A pivotal scene in the movie “Darkest Hour” shows Winston Churchill, played by Gary Oldman in an almost unrecognizable portrayal, journeying into the London Underground to chat with regular people in the subway.

To put it mildly, the group of average Londoners is shocked to see the prime minister, cigar and all, in their midst riding the tube. Churchill proceeds to query each of the working class Londoners about their attitude toward the British fight against Nazi Germany. To a one, they insist they would “never” give in, heralding his famous line (“We shall defend our island, whatever the cost may be, we shall fight on the beaches, we shall fight on the landing grounds, we shall fight in the fields and in the streets, we shall fight in the hills; we shall never surrender.”)

However, did the moment really occur? Did Winston Churchill really go into the subway to chat with average people as is shown in the Joe Wright-directed Hollywood film? No. The scene is not accurate.

According to Daily Variety, “It’s a scene that’s — transparently — too good to be true.” The New York Post also writes that the moving scene, unfortunately, did not really happen. “The subway scene — in which London commuters tell Churchill to never give up — is fictional,” notes The Post.
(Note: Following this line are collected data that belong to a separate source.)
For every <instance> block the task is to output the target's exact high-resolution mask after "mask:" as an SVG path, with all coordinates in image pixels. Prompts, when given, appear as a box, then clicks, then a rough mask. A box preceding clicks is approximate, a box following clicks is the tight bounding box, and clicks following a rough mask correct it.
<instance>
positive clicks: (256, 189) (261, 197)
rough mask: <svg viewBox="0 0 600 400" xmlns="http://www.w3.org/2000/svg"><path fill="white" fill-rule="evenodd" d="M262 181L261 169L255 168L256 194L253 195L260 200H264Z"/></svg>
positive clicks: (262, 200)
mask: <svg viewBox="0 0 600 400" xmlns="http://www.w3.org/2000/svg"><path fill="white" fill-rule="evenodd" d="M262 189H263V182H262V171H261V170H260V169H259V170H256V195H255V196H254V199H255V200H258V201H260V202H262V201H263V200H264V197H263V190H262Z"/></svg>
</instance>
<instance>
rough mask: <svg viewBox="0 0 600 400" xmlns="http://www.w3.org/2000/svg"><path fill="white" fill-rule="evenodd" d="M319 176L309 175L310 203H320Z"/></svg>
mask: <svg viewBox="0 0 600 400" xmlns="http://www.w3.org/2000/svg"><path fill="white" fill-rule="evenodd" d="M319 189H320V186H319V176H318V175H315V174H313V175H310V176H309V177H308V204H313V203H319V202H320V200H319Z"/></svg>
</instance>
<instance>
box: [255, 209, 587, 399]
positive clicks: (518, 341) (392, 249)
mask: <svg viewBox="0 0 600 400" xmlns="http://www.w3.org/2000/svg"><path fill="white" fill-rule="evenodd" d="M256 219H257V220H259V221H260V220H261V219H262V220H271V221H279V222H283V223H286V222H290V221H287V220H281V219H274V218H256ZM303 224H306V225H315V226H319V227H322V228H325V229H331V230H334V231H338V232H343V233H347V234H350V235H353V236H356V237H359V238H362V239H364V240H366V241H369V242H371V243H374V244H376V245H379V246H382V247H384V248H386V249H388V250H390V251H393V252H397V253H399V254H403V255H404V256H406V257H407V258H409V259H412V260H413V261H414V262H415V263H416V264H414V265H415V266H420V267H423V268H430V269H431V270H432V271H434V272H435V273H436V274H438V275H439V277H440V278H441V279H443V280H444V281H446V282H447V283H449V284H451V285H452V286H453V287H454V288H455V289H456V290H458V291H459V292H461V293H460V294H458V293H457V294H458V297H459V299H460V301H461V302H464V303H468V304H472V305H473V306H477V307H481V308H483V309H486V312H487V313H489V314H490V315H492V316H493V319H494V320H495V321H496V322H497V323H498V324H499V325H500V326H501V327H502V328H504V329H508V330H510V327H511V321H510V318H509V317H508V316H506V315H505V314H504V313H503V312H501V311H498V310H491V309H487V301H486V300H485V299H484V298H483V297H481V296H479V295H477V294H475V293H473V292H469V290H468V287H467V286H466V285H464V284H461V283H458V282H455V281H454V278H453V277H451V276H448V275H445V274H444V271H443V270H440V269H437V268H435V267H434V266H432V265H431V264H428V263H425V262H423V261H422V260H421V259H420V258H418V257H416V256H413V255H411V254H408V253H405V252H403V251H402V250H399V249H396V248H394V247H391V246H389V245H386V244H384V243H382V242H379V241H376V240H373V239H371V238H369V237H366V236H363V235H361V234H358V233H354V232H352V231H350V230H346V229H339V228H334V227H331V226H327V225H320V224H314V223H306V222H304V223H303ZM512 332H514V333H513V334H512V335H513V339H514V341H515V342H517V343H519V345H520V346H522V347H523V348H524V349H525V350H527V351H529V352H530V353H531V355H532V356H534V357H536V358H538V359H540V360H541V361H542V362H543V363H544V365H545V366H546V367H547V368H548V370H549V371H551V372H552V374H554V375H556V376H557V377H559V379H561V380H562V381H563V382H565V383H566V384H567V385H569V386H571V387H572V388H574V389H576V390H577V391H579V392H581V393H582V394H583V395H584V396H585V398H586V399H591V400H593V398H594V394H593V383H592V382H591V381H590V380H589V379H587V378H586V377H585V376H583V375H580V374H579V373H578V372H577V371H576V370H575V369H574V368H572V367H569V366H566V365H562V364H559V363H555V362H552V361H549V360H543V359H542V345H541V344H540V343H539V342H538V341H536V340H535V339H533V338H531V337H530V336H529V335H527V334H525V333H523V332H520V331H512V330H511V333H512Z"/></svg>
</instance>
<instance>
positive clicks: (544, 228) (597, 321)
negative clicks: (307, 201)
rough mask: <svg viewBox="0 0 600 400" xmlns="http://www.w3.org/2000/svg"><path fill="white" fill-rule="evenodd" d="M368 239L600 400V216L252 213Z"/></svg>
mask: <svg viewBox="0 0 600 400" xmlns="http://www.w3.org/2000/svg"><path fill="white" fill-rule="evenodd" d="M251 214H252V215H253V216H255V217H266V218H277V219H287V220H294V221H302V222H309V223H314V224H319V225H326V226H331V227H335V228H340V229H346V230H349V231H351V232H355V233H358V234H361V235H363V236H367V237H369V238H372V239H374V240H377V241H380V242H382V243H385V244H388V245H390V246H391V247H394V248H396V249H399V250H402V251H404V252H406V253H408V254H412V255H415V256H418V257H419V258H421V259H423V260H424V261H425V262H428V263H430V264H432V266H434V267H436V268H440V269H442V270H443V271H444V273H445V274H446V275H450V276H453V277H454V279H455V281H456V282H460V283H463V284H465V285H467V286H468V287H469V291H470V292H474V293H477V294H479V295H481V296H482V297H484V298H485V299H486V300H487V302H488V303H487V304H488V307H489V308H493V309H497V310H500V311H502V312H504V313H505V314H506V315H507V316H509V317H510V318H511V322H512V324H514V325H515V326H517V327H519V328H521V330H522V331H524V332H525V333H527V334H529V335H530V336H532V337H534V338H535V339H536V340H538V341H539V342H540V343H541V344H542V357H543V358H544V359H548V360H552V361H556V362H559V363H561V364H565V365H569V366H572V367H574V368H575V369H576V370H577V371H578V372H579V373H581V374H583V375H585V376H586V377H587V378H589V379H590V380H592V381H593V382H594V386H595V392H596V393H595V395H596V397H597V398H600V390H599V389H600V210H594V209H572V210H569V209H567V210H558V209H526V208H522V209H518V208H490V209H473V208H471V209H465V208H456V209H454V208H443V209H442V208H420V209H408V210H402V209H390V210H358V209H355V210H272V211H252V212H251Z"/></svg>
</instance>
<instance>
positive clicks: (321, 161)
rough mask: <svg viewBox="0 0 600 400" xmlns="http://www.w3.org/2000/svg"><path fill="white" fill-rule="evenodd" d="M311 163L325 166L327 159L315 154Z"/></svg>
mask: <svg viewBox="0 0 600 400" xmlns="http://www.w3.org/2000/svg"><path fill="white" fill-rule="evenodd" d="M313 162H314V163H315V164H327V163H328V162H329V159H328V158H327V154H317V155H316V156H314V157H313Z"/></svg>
gary oldman, gary oldman darkest hour

Gary Oldman and Randolph Churchill (R) attends the ‘Darkest hour’ UK premeire at Odeon Leicester Square on December 11, 2017 in London, England.

The Wrap asked the screenwriter for the movie, Anthony McCarten, whether the moment was based on historical realism, and he also said, no, not really. According to The Wrap, McCarten did not include the scene in a book he’s published about the same time period as the movie.

“McCarten admitted that no, it probably did not happen. But something like it might well have,” The Wrap reported, quoting the screenwriter as saying of Churchill that this was “the kind of thing he did right through the war. He would go AWOL, disappear and pop up somewhere in London with ordinary people, to find out what they were thinking. So that scene was drawn from deep research, but we have no record that it happened.”

In other words, the scene is not pulled from actual history, but it’s something the writers felt was in line with how the real Winston Churchill acted. The Wrap also noted that the distance he travels in the scene would only have taken two minutes today, hardly long enough to query all of the working class folks sitting on the train.

Darkest Hour is a companion piece to the Christopher Nolan film, Dunkirk, as it focuses on the same time frame,  but this time from Churchill’s perspective, as the British Army was pushed to the beaches by the Germans and desperately needed what would end up being a miraculous rescue. The movie captures Churchill’s uncouth and complicated personality – his heavy drinking, his irascible personality – while revealing him to be the right man in charge at the exactly right time.

His stalwart belief that the British could persevere when the war, and all of Europe, seemed lost, stood in stark contrast to the Neville Chamberlains in his own government (including Chamberlain himself), who repeatedly pressured him to consider “peace talks” with the maniacal Hitler. We are left as viewers to wonder what would have become of Britain, and the world, had not a man with Churchill’s uncommon resolve and foresight been in charge. We are also left to wonder at the immersive performance by Oldman who disappears into jowls and bluster to deliver an uncanny portrayal of the prime minister whom he usually looks nothing like.